Odmiana Oaxacan Highland pochodzi z Meksyku z okolic miasta Oaxacan. Pojawiała się ona na rynku amerykańskim bardzo często. Nazywano ja inaczej „Gold” mimo, że kwiaty były beżowe z czerwonymi włoskami. Odmianę tę ceniono ze względu na silne działanie psychodeliczne i ostry, słodki smak dymu. Wysokie rośliny produkowały długie luźne kwiaty z czerwonymi włoskami. Rośliny tej odmiany miały tendencję do tworzenia hermafrodytów, a liście miały bardzo wąskie palce i były większe od innych odmian pochodzących z Meksyku. Krzaki osiągały ponad 4 metry wysokości i miały kształt drzewka bożonarodzeniowego. Niejednokrotnie odmiana ta była mylona z również rosnącymi w tym regionie Meksyku odmianami: Guerrera i Michoaca. Nasiona tej odmiany są większe, nieco jaśniejsze i mniej paskowane niż nasiona innych odmian z tej części Ameryki Środkowej. 
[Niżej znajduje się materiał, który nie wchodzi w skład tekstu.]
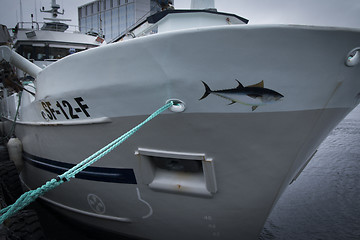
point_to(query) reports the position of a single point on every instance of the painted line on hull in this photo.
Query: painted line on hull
(146, 203)
(81, 212)
(101, 174)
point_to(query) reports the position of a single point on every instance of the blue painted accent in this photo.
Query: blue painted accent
(101, 174)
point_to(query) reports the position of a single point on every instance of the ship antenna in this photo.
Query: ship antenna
(54, 9)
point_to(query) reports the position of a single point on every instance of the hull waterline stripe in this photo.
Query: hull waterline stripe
(101, 174)
(31, 195)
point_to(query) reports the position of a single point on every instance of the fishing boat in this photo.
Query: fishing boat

Okazjonalnie kilkanaście nasion uznawanych za oryginalne dostało się w ręce doświadczonych ogrodników i odtworzone nasiona tej odmiany oferują dwa banki nasion. Firma Sativa Seed Bank sprzedaje ją pod nazwą Eldorado, a Dr.Greenthumb pod nazwą Niagara. Uzyskanie oryginalnie uprawianego materiału genetycznego do rozmnożenia jest bardzo mało prawdopodobne, ponieważ przestępstwa narkotykowe w tym rejonie Meksyku są bardzo nasilone i poszukiwacze nasion mają bardzo utrudnioną i niebezpieczną pracę. Miejscowe odmiany zostały przez grupy mafijne zastąpione przez bardziej wydajne i odporniejsze odmiany i naturalnie rosnąca tam ganja została „rozcieńczona” obcymi genami. Nowe nasiona dostępne na rynku są bardzie paskowane, co jasno wyjaśnia, że ich genotyp został „skażony” odmianami pochodzącymi z Kolumbii.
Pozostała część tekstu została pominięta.